Um rumor vindo de trás faz desaparecer o vinho e a cigarrilha, mas nem viro a cabeça. O rumor vai crescendo e ouço nitidamente o clamor das pedras esmagadas por sapatos pesados. O halo aparece primeiro imediatamente seguido de uma figura de capuz. Só vejo uma silhueta preta na parca luminosidade. Senta-se a meu lado, mas a alguma distância. O medo não vem porque nem penso nele, estranhamente sinto-me seguro. Olho pela canto do olho e vejo uma mão nitidamente feminina a pousar-se sobre os joelhos.
Escondo-me da vigia rodo a cabeça e observo com detalhe a mão. Nunca me impressionei por mãos, são meros apêndices, criados para cumprir ordens, as obreiras da razão. Mas estas sorriem-me. Brancas, alvas contra o fundo negro, esfíngicas guardam o charme numa imobilidade graciosa.
-Tenho frio.- o meu coração irrompe de surpresa com a voz que me atinge. Recuo para o interior da minha casca amedrontado.
Quando o silêncio volta a reinar eu saio lentamente para a noite. Faz frio. Na solidão estava bem a ouvir o rio lamentar-se, mas agora algo me puxa a garganta, silêncio torna-se insuportável e preciso de falar. Mas nada sei dizer.
Deixo escapar um «Olá». Ridiculo, uma idiotice. Não haveria algo mais inteligente para dizer do que um "olá"? Para meu alívio uma resposta surge.
-Não sei um nome para te dar, mas podemos fingir que já nos apresentamos e continuar...
-Continuar? pergunto ainda entorpecido pelo medo.
-Não gosto deste sítio. Olhar o rio faz-me querer partir. Faz-me pensar com seria fácil.
-Porque não o fazes?
-Talvez me chame Beatriz , mas ainda não sei. Talvez me chame Bia.
Viro de novo a cara ao seu encontro, tento traçar um perfil através do pano escuro.
-Não foste tu que te baptizaste, ou sequer escolheste que te chamassem josé, antónio, manel.Tudo porque não és tu que te chamas.
Sorrio e respondo a frase que tantas vezes me repeti.
-Mas podes dar-te nome, escolher um diferente todos os dias, mudá-lo conforme a tua disposição. É o teu nome não o que te chamam. Hoje chamo-me Ricardo.
O silêncio responde-me pesadamente.

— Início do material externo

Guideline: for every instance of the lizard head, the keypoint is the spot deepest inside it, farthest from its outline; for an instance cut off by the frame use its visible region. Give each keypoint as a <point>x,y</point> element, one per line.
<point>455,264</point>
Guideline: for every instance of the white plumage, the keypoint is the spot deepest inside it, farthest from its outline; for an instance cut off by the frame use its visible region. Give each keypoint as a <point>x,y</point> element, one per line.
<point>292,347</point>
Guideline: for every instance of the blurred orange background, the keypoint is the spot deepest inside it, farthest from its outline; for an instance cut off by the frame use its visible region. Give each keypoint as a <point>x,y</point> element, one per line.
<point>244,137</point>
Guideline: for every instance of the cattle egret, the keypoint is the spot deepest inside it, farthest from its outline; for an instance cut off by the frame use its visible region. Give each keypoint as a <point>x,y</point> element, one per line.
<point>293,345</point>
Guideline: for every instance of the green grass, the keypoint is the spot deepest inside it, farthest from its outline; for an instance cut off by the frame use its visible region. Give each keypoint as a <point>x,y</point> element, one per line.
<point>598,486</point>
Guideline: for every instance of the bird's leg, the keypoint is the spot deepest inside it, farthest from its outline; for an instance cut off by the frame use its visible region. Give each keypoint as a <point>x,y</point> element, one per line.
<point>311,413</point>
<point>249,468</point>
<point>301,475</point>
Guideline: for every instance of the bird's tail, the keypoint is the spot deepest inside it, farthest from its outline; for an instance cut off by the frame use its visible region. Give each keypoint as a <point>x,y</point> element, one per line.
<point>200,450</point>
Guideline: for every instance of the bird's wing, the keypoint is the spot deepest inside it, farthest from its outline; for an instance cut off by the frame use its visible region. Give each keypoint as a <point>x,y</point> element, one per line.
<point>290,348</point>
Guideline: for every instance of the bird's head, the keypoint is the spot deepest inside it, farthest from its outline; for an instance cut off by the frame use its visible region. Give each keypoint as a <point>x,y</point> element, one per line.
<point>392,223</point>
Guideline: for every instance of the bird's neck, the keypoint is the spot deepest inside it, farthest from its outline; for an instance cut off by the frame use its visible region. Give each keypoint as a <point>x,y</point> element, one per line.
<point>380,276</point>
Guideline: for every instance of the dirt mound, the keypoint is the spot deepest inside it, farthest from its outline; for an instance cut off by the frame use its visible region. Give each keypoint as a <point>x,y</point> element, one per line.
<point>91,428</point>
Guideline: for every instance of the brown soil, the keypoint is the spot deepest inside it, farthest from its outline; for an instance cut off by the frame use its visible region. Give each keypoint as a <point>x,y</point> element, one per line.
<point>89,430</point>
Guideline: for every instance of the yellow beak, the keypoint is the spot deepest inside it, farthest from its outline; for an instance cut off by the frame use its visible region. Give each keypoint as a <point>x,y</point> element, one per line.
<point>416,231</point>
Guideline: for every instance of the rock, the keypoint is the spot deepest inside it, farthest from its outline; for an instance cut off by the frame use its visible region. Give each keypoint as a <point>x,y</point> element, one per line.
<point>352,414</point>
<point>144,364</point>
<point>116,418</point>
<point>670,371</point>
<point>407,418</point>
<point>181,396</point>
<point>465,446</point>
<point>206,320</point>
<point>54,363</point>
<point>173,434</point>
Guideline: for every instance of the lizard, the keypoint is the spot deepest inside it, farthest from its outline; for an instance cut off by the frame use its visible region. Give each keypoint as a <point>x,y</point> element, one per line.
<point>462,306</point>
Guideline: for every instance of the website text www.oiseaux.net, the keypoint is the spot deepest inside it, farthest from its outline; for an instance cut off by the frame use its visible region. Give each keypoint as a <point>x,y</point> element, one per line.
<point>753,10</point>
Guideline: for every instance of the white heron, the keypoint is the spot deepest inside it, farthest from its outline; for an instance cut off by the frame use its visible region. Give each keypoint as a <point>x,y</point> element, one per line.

Estiquei-me demais sem testar a segurança primeiro, consigo ver a respiração plena de raiva a diluir-se no ar.
-Gosto deste sitio, tento eu amenizar, Só aqui eu sou verdadeiramente, aqui quando o rio me falo, o ar negro me ouve os lamentos e ninguém faz menos de mim.
Num segundo o vulto levanta-se e apressa-se a ir embora. O vento irritado com a isolência descobre-lhe a cabeça e vejo o negro dos cabelos a esvoaçar irritados. Já vai longe agora. Mas sei que voltará.